Dead Men Don’t Count (1968) – Spaghetti-western fixtures Anthony Steffen and Mark Damon star as bounty hunters who get involved in the string of murders occurring in a town run by a corrupt sheriff under the thumb of the “respectable” rich guy who wants all the land for himself because he knows the railroad is coming. Meanwhile, Mrs. Rich Guy wonders if, because of the pistol he carries, Mark Damon’s character is the baby she gave up twenty years ago when she helped Mr. Rich Guy kill her then-husband because she was in lurve.
Nothing remarkable about this one, but it’s a fun watch with no major problems. The fact that the Mr. Rich Guy is named “Steve Rogers” just clawed at my brain every time they said it, though.

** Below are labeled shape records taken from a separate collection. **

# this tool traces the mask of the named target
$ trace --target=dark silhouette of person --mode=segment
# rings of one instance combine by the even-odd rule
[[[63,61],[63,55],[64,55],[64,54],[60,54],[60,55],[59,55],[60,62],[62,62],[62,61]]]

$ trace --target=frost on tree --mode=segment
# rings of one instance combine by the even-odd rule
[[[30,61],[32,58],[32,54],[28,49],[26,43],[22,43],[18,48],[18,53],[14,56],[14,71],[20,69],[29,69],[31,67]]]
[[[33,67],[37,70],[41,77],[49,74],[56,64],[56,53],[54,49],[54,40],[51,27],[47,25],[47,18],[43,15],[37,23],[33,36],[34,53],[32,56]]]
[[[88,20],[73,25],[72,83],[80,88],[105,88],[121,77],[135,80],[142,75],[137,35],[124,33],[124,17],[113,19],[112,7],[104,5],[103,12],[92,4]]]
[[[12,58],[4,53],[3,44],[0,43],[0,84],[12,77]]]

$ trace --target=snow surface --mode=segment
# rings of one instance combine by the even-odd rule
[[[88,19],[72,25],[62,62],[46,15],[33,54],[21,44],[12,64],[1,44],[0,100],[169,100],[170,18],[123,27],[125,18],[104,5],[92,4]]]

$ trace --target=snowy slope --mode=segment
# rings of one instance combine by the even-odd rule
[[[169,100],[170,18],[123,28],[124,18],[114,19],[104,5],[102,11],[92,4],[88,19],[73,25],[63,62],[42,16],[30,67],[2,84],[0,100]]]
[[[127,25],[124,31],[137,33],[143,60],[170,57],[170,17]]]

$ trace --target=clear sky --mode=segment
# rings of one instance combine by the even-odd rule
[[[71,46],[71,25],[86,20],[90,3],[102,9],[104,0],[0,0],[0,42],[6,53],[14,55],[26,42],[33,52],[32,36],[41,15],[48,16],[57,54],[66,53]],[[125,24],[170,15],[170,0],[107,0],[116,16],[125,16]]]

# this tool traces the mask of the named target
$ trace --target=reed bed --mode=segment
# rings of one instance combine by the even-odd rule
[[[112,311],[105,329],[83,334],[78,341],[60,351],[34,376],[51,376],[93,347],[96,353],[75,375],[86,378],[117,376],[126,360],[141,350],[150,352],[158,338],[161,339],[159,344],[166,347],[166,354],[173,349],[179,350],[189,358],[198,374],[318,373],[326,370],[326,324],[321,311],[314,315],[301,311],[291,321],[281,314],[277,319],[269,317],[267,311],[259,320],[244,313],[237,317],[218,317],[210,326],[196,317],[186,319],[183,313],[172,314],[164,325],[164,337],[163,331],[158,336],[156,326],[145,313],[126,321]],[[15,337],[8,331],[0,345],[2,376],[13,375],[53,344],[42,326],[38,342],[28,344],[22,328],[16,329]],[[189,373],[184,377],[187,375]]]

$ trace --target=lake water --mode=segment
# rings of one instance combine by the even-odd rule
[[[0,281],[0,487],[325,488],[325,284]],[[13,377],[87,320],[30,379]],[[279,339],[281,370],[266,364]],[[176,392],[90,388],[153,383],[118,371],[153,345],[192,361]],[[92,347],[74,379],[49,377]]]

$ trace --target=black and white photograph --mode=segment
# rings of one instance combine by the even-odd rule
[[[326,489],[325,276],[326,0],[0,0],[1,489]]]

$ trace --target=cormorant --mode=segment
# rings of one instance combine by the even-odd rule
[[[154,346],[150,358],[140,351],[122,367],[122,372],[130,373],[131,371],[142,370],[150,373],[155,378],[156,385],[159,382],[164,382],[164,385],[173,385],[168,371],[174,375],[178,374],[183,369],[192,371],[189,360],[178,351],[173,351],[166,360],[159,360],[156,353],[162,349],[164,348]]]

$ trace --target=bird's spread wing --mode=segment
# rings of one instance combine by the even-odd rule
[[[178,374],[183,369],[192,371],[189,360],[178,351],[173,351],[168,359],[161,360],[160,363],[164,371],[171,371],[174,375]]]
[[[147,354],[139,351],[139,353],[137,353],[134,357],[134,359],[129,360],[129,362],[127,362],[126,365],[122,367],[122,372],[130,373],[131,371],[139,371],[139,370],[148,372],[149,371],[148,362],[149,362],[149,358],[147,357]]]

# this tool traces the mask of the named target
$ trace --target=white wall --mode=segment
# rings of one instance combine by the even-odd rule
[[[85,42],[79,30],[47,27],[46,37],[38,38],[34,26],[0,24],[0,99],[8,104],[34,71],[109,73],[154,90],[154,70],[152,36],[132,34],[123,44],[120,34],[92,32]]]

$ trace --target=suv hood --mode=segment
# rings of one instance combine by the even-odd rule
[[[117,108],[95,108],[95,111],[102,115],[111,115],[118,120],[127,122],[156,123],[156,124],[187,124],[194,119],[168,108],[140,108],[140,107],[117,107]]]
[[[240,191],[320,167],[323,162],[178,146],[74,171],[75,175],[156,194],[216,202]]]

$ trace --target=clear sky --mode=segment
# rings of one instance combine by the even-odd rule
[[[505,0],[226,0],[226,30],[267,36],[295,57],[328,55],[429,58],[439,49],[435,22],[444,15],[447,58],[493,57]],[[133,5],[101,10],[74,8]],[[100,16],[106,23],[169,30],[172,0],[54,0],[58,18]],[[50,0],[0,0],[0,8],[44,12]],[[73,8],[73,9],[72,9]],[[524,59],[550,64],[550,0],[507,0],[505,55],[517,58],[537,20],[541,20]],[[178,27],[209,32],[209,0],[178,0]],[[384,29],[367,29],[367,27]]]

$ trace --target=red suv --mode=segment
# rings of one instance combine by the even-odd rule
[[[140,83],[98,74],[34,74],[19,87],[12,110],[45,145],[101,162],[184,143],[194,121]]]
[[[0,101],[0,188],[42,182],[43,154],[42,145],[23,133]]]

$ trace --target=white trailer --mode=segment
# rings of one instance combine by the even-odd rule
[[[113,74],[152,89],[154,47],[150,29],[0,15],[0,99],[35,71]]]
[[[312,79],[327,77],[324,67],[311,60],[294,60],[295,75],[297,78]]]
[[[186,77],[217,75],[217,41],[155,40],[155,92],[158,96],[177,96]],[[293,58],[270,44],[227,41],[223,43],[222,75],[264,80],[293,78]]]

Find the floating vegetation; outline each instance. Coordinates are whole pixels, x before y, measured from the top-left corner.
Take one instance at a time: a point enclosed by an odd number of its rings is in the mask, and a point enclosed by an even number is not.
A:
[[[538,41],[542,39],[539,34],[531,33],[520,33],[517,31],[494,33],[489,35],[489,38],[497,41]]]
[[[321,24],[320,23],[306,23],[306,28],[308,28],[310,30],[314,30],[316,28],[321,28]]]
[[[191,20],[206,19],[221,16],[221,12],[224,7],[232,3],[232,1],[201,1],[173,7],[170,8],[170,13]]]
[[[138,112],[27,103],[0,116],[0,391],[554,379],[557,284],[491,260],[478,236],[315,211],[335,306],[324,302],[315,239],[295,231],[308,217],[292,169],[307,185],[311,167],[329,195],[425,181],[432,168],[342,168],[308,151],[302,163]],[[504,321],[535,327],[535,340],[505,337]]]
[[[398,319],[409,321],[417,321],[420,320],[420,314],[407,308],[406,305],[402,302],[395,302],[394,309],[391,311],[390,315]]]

G.I. Samurai (1979) – Three different units (squads? clumps?) of Japanese Self-Defense Forces — a tank-and-jeep, a boat, and a helicopter — find themselves inexplicably transported four hundred years back in time, into the “warring states” era. Fortunately, their ranking officer, Lt. Iba, is played by Sonny Chiba, who’s pretty much a samurai himself. Thanks to the Resident Nerd among the soldiers, their plan becomes one of changing the past as much as possible, so that whatever force brought them here will have an “aftershock” and pull them back. (You don’t see THAT in most time travel movies.)
Of course, American viewers suffer by not having the background in Japanese history that would fill in all the unspoken lacunae, but the movie’s got a few problems of its own: there’s a long but ultimately pointless subplot about a trio of soldiers stealing the boat and becoming rape-and-pillage pirates until Iba brings them down, the soldiers act as if their fuel and ammo are limitless until the battle where everything runs out, and there are some insanely bad music choices throughout. That said, there are huge, full-scale battles that show that a bazillion archers and swordsmen can hold their own against modern armaments through sheer force of numbers.
Kill, Baby… Kill! (1966) – The English title makes it sound like a ’70s-era giallo or slasher flick. On the other hand, its original Italian title, Operazione paura (literally “Operation Fear”) makes it sound like a euro-spy thriller. In reality, its a historical ghost yarn of a piece with the horror movies that Hammer was making during the same decade, complete with a vaguely German rural setting and an academic man of science who initially scoffs at the peasants’ superstition but finds that the uncanny phenomena around him are more than his ever-so-modern rationality can explain. Director Mario Bava uses the swaths of color and the slow camera movements that are his trademarks, and they almost make up for some plot holes the size of Bavaria and dialog that, at least in the English dub, raises more questions than it answers.